Non-compliance with policies and suggested changes, said the KPMG report, exposed the miller to losses.

HUGE LOSSES

The company has been in the news for all the wrong reasons since the exit of current Nairobi governor Evans Kidero as managing director in 2012. It has consistently posted losses.

The turnaround strategy is thus the first bold move by the Jubilee administration to rescue Mumias Sugar Company and revive the hopes of millions who depend on it for their livelihoods.

In the half year to December 2014, the miller had a Sh1.5 billion loss. In the period, the company spent Sh3.4 billion on operations yet it only made Sh2.7 billion. In its 2013/14 full year results, Mumias posted a Sh2.71 billion loss.

Farmers and other stakeholders have been pleading with the government to step in. On Friday, it did just that.

In 2013, a lobby group called Western Development Association (WEDIA) petitioned Parliament to launch an inquest into the challenges facing the local sugar sector to save it from collapse.

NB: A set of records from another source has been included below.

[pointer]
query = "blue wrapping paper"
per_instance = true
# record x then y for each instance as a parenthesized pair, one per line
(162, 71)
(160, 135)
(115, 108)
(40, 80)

The agriculture committee finalised the study but is yet to table the report to Parliament for debate amid reports that members of the committee had been compromised to alter it.

“It is clear that unless the government moves in to salvage Mumias and the sugar sector by extension, farmers and consumers stand to suffer the consequences,” WEDIA chairman, Joseph Barasa told the Nation.

Mr Barasa welcomed the rescue plan saying that the need for new blood to take charge was long overdue.